The bushman then proceeded to the house, and walking in met Mrs Fitzgerald, the wife of the employe mentioned, who was engaged in some household duties. The old dame, considerably surprised at the stranger walking in without an invitation, asked him who he was, and what he wanted. He said, "l am Ned Kelly, but don’t be afraid; we shall do you no harm, but you will have to give us some refreshments and also food for our horses. That's all we want." She was naturally surprised, and at once called out for her husband. Fltzgerald left his dinner in the hut, and walked over to the house where his spouse introduced him to the stranger, saying "There’s Mr Kelly; he wants some refreshment and food for his horse." By this tune Kelly had drawn his revolver, evidently to show them that there was no joking on his part, and Fitzgerald, no doubt thinking discretion the better part of valour, accepted the inevitable, and resignedly said, " Well, of course, if the gentlemen want any refreshment they must have it." Ned Kelly then entered into conversation with the people making several inquiries about the station and the number of men employed on it. To all his questions satisfactory answers were given.
While this was going on, the other two men-one of whom was Dan Kelly -found out the horse feed, and were busily engaged feeding the horses, while it was noticed by Fitzgerald and his wife that a fourth man was standing at the gate, evidently keeping watch. After getting all the information he could out of Fitzgerald, Kelly made the man go into a building used as a store and fastened the door on him, leaving the woman at liberty, and at the same time repeating the assurance that no harm was intended to anybody. As the station hands came up to the huts to get their dinner they were very quietly ordered to bail up, and were unresistingly marched into the storehouse and locked up with Fitzgerald, no violence being offered them, as they went quietly. Later in the afternoon, Mr Macaulay, who had been to one of the out stations, came quietly homewards, and when crossing the bridge over the creek which led up to the station, he noticed with some surprise the quietness that reigned about the place, and the absence of the station hands about the huts.
However, he did not give it a second thought, and proceeded on his way until nearing the storehouse, when he suddenly reined up. This was in consequence of Fitzgerald calling out to him from the building, "The Kelly are here; you will have to bail up." He could not believe this at first, but almost immediately Ned Kelly came out of the house, and covering him with his revolver, ordered him to bail up. Macaulay, without dismounting said, 'What is the good of your sticking up the station? we have got no better horse than those you have." Ned Kelly replied, "We are not going to take anything; we only want some food and rest for our horses and sleep for ourselves." Macaulay, seeing it was no good to offer any resistance, at once dismounted and surrendered, but they did not treat him the same as the others, allowing him to remain at liberty, but at the same time keeping a watchful eye upon him.
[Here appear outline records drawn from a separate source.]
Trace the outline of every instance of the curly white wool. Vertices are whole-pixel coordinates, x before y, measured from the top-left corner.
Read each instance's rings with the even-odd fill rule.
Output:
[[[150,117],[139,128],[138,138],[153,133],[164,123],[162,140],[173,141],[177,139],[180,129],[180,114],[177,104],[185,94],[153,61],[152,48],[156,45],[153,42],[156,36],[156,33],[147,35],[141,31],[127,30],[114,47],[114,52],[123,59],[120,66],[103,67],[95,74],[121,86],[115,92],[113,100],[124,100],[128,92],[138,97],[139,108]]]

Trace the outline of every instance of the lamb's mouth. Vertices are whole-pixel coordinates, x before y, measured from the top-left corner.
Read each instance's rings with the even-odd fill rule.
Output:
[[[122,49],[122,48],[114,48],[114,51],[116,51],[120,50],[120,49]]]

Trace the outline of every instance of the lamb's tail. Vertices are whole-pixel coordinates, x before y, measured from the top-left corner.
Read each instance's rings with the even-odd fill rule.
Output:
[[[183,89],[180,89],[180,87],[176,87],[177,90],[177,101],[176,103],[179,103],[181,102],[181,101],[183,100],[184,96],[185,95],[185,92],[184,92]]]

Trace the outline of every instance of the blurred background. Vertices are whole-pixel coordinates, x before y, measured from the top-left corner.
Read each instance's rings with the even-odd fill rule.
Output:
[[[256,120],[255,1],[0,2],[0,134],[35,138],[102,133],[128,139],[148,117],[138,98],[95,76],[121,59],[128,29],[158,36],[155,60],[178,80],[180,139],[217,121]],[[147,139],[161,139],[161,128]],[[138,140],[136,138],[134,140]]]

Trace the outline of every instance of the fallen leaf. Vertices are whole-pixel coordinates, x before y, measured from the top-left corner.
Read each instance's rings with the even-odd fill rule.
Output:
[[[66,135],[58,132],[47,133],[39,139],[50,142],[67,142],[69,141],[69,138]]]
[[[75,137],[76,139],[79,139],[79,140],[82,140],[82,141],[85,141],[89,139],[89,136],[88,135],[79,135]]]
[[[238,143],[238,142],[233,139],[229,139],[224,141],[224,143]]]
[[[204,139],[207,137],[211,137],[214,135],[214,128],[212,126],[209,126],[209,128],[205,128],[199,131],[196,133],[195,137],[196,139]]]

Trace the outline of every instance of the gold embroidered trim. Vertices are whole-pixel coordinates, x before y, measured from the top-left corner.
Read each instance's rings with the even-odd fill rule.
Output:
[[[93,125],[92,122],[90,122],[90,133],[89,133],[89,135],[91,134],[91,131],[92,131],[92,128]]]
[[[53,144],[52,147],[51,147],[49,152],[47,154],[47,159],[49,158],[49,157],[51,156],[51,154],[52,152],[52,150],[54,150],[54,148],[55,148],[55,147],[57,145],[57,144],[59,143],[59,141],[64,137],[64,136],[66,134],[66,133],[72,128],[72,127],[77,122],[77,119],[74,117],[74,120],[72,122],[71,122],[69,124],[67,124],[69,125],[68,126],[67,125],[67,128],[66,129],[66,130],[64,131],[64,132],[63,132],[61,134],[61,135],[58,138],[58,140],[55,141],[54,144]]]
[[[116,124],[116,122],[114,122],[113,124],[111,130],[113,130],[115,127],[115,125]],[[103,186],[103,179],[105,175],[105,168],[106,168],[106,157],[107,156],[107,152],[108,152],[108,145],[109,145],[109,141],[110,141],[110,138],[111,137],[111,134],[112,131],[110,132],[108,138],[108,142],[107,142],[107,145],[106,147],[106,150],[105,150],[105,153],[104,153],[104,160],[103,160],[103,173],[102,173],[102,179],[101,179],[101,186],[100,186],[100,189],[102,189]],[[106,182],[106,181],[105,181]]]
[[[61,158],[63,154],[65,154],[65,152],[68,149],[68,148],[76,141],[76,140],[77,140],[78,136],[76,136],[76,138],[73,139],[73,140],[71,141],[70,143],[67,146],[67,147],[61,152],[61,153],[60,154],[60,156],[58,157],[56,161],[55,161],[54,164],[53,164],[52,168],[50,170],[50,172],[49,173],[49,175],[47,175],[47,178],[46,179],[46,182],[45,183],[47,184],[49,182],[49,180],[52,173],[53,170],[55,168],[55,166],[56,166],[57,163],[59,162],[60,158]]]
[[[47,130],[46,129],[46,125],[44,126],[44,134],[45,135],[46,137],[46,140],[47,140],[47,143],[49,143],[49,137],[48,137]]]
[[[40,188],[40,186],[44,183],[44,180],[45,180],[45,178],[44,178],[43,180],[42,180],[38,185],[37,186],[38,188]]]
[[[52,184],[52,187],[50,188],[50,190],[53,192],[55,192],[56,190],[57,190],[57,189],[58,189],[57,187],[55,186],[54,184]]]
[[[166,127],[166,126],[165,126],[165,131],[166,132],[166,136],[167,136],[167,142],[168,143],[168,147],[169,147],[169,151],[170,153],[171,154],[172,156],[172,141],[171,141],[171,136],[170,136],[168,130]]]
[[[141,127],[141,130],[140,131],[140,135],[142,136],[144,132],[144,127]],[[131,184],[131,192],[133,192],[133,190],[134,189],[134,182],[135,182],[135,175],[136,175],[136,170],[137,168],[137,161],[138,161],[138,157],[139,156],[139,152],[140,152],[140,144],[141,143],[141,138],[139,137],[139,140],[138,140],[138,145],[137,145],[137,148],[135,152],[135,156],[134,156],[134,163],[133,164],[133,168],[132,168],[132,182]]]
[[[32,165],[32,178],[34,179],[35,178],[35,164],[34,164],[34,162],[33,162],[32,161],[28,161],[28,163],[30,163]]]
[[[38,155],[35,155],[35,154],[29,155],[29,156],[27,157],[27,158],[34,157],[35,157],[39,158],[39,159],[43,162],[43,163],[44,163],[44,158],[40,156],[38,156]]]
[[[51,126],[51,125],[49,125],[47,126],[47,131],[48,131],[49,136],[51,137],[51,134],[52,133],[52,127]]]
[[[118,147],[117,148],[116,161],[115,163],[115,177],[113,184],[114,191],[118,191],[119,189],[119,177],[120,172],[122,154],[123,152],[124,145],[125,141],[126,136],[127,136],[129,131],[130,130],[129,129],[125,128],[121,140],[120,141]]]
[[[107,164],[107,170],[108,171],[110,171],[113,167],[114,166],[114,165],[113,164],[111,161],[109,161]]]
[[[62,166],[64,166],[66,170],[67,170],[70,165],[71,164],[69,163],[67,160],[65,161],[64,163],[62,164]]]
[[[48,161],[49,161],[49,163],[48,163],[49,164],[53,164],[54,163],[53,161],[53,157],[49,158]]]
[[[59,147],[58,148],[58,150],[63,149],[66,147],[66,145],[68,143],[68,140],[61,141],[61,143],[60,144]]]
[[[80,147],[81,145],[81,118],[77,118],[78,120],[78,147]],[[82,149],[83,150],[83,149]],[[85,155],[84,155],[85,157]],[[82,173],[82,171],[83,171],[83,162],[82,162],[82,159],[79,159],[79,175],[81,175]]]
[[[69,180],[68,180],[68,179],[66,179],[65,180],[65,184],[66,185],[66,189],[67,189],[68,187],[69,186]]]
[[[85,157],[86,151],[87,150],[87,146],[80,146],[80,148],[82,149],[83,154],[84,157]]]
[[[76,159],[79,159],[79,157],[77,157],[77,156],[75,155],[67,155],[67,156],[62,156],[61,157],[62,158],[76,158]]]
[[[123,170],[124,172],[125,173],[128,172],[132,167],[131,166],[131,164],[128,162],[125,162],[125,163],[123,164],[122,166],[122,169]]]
Even then Macaulay did not believe it was the Kelly gang, but when Dan Kelly came out of the house he recognised, as he said, 'his ugly face' at once from the portraits he had seen of him. He said to them, "Well, as we are to remain here we may as well make ourselves as comfortable as possible, and have our tea."
The Kellys were however, too cautious and would not all sit down at once. Two of them had their meals while the other two kept watch until they were relieved. They also took great care that some of the prisoners should taste the food first, being apparently afraid of poison being administered to them. About this time a hawker named Gloster who has a shop at Seymour, but is in the habit of travelling about the country with a general assortment of clothing and fancy goods, drove his waggon up to the entrance of the station, and- according to his usual custom - unharnessed his horses, and made preparations for camping out for the night. Having made all in readiness he walked up to the station to get some water to make his tea with.